Posts Tagged ‘Joint pain’

Sprains and Strains

sprains-and-strainsSprains and strains are injuries to the muscles, ligaments and tendons or ‘soft tissue’ of the body.

They usually occur during sports and exercise activities, but sometimes simple everyday activities can lead to a soft tissue injury.

Sprains

A sprain is a stretch and/or tear of a ligament, (connective tissue that passes from one end of the bone to another) and/or the joint capsule. Ligaments stabilize joints and limit unwanted movements.

The areas of your body that are most vulnerable to sprains are your:

• ankles
• knees and
• wrists

A sprained ankle can occur when your foot turns inward, placing extreme tension on the ligaments of your outer ankle.
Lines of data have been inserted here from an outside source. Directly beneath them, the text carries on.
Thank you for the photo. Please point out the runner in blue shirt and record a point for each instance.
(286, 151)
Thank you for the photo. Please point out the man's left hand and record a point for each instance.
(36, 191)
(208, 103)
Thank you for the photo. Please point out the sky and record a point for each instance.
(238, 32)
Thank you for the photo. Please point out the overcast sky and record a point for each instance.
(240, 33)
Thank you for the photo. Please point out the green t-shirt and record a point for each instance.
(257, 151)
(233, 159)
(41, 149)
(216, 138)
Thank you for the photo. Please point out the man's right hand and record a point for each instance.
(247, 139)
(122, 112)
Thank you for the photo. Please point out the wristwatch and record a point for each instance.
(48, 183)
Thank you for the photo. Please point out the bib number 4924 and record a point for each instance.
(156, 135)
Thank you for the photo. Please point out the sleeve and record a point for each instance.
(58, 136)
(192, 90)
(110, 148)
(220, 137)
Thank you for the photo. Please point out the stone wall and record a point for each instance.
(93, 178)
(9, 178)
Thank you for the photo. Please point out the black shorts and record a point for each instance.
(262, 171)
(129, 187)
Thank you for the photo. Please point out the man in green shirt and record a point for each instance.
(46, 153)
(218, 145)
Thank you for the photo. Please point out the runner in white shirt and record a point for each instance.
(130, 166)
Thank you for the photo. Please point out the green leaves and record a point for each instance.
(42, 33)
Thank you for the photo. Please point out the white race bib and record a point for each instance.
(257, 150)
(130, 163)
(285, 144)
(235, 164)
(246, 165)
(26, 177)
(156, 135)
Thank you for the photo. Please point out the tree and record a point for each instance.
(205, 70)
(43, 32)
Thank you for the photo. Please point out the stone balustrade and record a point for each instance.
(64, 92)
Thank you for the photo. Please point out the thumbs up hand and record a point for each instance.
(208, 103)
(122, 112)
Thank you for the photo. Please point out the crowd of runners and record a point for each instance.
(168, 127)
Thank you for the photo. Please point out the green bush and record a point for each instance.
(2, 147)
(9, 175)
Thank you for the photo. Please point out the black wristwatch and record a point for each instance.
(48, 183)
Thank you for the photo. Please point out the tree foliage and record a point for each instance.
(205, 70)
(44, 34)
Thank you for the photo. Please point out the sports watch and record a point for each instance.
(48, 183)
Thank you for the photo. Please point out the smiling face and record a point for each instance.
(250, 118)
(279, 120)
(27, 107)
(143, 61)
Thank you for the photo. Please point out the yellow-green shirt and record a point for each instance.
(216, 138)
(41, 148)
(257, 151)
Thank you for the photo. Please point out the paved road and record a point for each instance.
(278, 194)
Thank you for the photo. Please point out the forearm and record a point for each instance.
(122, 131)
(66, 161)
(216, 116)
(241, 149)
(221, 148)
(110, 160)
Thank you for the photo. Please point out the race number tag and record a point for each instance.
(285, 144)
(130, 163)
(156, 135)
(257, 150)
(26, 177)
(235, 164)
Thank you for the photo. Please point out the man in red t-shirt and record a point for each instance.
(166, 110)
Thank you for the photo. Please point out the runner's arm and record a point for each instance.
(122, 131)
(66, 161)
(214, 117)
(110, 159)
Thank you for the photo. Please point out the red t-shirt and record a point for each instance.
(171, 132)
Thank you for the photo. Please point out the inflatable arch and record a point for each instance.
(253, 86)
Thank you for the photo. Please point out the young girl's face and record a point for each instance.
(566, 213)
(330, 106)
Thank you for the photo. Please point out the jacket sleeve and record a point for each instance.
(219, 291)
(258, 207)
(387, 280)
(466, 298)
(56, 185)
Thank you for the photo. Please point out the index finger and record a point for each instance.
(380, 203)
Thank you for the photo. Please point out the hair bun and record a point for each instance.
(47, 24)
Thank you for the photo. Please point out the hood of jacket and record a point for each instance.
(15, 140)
A sprained knee can be the result of a sudden twist, and a wrist sprain can occur when falling on an outstretched hand.

Strains

A strain is an injury to a muscle and/or tendons.

Tendons are fibrous cords of tissue that attach muscles to the bone. During movement, muscles contract to perform an action. Excessive pressure or load on the muscles during these movements can damage muscle fibres and/or the tendons resulting in local bleeding, bruising, and pain.
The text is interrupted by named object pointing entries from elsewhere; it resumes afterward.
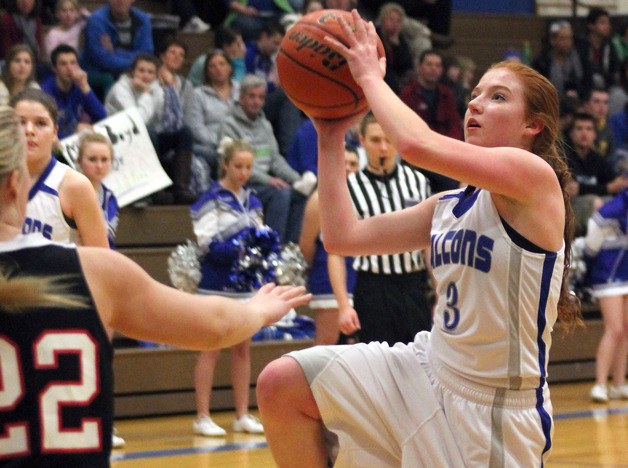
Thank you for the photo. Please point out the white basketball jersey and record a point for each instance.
(43, 212)
(497, 301)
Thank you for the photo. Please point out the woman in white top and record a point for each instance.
(473, 391)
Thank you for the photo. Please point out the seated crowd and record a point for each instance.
(97, 63)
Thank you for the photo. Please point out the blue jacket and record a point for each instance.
(606, 243)
(71, 106)
(100, 23)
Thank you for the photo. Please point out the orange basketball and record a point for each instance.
(314, 75)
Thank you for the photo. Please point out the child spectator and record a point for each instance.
(18, 72)
(220, 215)
(160, 109)
(21, 24)
(607, 275)
(230, 41)
(95, 159)
(71, 20)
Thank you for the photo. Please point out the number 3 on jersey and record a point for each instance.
(55, 438)
(451, 316)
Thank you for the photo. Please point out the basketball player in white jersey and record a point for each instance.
(62, 203)
(473, 391)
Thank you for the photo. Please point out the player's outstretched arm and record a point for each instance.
(133, 303)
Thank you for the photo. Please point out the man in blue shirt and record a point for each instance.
(114, 35)
(71, 91)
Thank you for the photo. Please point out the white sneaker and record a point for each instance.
(618, 393)
(206, 427)
(599, 393)
(196, 26)
(248, 423)
(116, 440)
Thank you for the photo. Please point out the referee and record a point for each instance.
(391, 295)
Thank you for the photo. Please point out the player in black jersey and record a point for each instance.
(56, 389)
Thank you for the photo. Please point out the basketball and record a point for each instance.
(314, 75)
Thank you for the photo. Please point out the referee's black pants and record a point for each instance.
(392, 308)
Strains often occur in your:

• lower leg (calf muscles)
• upper leg (typically the hamstring)
• groin or
• back

Degrees of severity of a sprain or strain

Soft tissue injuries are graded according to their severity and include:

Grade I – some fibres are torn and the site is moderately painful and swollen, but function and strength are mostly unaffected.

Grade II – many fibres are torn and the site is painful and swollen, with some loss of function and strength. If a ligament is sprained there is usually some instability in the joint.

Grade III– the soft tissue is totally torn, with considerable loss of function and strength. If a ligament sprain there is usually significant instability in the joint. Grade III injuries often need surgical repair.

Symptoms of sprains and strains

While the intensity varies symptoms of sprains and strains include:

• Pain
• Bruising
• Swelling
• Inflammation
• Weakness of muscles or tendon
• Instability around the affected joint

Treatment for sprains and strains

Most soft tissue injuries will take 3-6 weeks to heal properly.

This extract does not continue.